Last week, there as bit a quite impressive boom of reader here due to my post about anti-skateboard devices in San Francisco. This definitely echoed with "The Death and Life of Great American Cities" (Jane Jacobs) that I was reading this week end. The description of sidewalks and their importance is very well written and thoughtful. Some excerpts I liked:
"There is not is no point in planning for play on sidewalks unless the sidewalks are used for a wide variety of other purposes and by a wide variety of other people too. (...) Roller skating, tricycle and bicycle riding are the next casualties.

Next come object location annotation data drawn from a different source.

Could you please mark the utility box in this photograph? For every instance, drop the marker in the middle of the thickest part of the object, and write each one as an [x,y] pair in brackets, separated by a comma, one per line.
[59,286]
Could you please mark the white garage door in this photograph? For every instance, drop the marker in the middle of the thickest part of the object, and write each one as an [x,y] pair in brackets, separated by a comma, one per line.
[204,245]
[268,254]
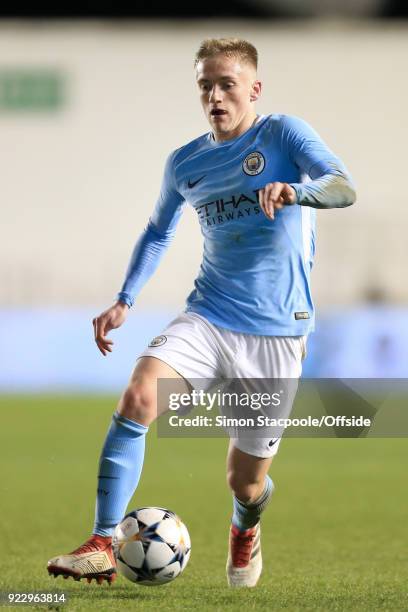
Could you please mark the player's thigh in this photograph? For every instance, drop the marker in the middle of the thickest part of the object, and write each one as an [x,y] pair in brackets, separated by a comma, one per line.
[141,400]
[245,469]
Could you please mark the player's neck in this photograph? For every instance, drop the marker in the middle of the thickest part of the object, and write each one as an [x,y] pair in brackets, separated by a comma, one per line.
[243,127]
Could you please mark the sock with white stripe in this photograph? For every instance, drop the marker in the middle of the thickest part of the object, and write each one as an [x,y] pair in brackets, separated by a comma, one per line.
[120,467]
[245,515]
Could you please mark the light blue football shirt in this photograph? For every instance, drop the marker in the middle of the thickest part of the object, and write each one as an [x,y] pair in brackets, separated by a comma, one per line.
[255,273]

The narrower the sidewalks, the more sedentary incidental play becomes (...) Sidewalks thirty or thirty five feet wide can accommodate virtually any demand of incidental play put upon them - along with trees ti shade the activities, and sufficient space for pedestrian circulation and adult public sidewalk life and loitering. (...) Sidewalk width is invariably sacrificed for vehicular width, partly because city sidewalks are conventionally considered to be purely space for pedestrian travels and access to buildings, and go unrecognized and unrespected as the uniquely vital and irreplaceable organs of city safety, public life and child rearing that they are.
Why do I blog this? definitely some thoughts for urban computing projects (I'm currently in the process of writing a project about urban gaming).
The picture shows pavements from a sidewalk in Geneva, which seems to have been fixed with duct tape. It also reminds us how the different type of pavements allows or not certain kinds of activities. That one is very skateboard-friendly.